As you can see, the version of Python changed when you changed environments. Any work you do with Python will now use this specific version of Python and only the packages you have installed into this environment - nothing installed by the HPCC or that you have installed into other environments will be visible. To leave this environment you can run the following command:
This returns you to your base conda installation and unloads everything from your virtual environment.
It is common among scientists to install all the required Python packages under the "base" Conda Environment (the default environment in Conda), leading to a prolonged initialization process after each new login session to the HPCC login or worker nodes. However, the ideal practice is to create as many Conda environments as needed and install a few Python packages inside each Conda environment as possible to reduce the initialization time and avoid extra overhead once an environment gets activated.
The other possible approach, which we highly recommend to all Conda users at HPCC to apply into their Conda settings, is to disable the automatic activation of the "base" environment after each new login session. This method does not require removing the "conda initialize" lines from the “.bashrc” file and won't stop the Conda from preparing the user's environment for any future interaction with Conda. Instead, it prevents the "base" environment from being activated automatically after each new SSH/Interactive session.
To initialize the Conda environment upon login without automatically activating the "base" environment, you may follow the instructions below:
1. After logging in to one of the HPCC login gateways, please deactivate the Conda base env:
(base)$ conda deactivate
2. Then disable the "Automatic Active Base" feature in the Conda configuration:
$ conda config --set auto_activate_base False
3. You can also check the Conda configurations to make sure the new setup is in place:
$ conda config --show | grep auto_activate_base
4. Log out, and log back into your account. You will see the "conda" command is still available in your session, but the (base) env is not activated yet. You may need to activate the "base" or any other Conda environments whenever you need to do:
$ conda activate
$ conda activate base
(or better yet, a named environment suited for a particular set of commands, not a huge one with everything in it).
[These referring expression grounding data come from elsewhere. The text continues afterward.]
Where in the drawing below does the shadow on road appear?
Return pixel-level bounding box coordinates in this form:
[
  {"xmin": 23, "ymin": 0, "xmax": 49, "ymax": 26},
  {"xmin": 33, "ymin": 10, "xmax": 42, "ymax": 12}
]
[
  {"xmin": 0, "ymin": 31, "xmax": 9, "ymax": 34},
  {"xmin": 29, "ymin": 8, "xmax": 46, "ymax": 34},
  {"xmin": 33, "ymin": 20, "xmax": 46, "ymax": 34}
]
Please pay attention that this new Conda setting will require you to activate the Conda environment upon each job submission by simply adding the "conda activate <env>" into your job submission script file.
Some code still exists that uses Python v2, which is now officially deprecated and will not be maintained by the Python project past 2020. For this reason, the installation scripts mentioned above start with examples that will install Python v3.
To switch back to Python v2, you will need to create a Python2 environment and then source that environment whenever you need access to Python2. This can done using the tutorial from the "Creating Virtual Environments" section above, however the relevant commands are reproduced below:
conda create -n python2 python=2.7 scipy=0.15.0 numpy
conda env list #Now you should see an environment called "python2"
conda activate python2 #This will load the python2 environment
#Once you have finished using the environment you will need to deactivate/unload it.